= Turnage Theatre =

Historic theater in North Carolina

== Introduction ==
The Turnage Theatre is a historic performing-arts complex at 150 West Main Street in Washington, North Carolina. The building contains two historic entertainment spaces: an upstairs vaudeville theater dating to 1913 and a movie palace added around 1930. It is a contributing property in the Washington Historic District and is operated by Arts of the Pamlico, formerly the Beaufort County Arts Council.

== Early History ==
The upstairs venue, originally called the New Theatre, opening in 1913 in the Hodges Building. Its opening was delayed by damange from the hurricane of 1913. The theatre presented vaudeville acts, musical revues, and community performances. C.A. Turnage acquired an interest in the theater in 1914, and the complex was later named for him.

As motion pictures became more popular, the New Theatre began presenting films. Its first taking picture was reportedly On Trial, shown in March 1929. Construction subsequently began on a larger palace-stlye theater behind the original building. The new auditorium opening on February 27, 1930, with the musical film Lord Byron of Broadway. The older vaudeville theatre remained above the Main Street storefronts

== Closure and Restoration ==
Turnage operated the theatre until 1955, when it was sold to the Stewart and Everett Theatre Company. The venue continued showing films until the late 1970s, when competition from suburban multiplexes and the decline of downtown businesses contributed to its closure.

Community preservation advocates formed the Turnage Theatre Foundation during the 1990s. After an extensive restoration, the theater reopened in 2007. Financial difficulties forced it to close again in 2011. In 2013, the Beaufort County Arts Council purchased the property for $250,000 and subsequently began operating as Arts of the Pamlico.

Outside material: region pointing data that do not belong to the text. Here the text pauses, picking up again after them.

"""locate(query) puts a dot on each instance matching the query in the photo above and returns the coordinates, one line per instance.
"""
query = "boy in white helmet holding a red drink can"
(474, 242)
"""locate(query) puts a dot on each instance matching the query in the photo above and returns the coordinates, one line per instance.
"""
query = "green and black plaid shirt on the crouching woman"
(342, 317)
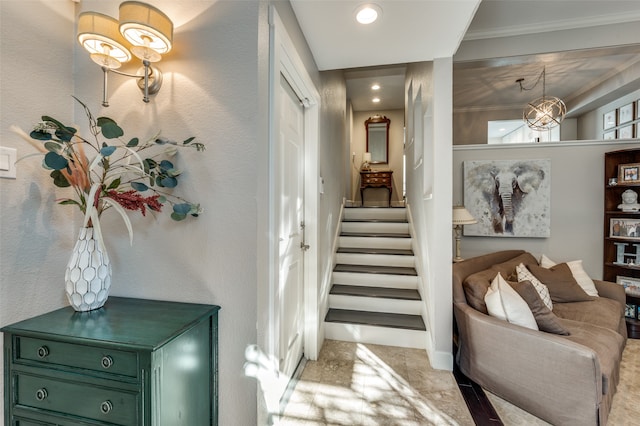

== Architecture and Preservation ==
The complex's distinguishing feature is the survival of two entertainment venues from different periods under one roof. The upstairs vaudeville theater retains historic features including its sloped wooden floor, balcony, stage, piano pit, catwalk, curtain mechanisms, and the an early horn speaker. The rear auditorium represents the movie-palace era and continues to serve as the principal performance space.

The building contributes to the Washington Historic District. In 2020, a $1.3 million preservation project replaced the deteriorated timber-supported roof over the vaudeville theater with a new steel structure an included additional interior repairs.

== Present Use ==
Arts of the Pamlico uses the Turnage as a regional arts center. The complex hosts live music, theatrical productions, films, exhibitions workshops, youth arts education, and community programs. It also contains gallery, studio, retail, and support spaces.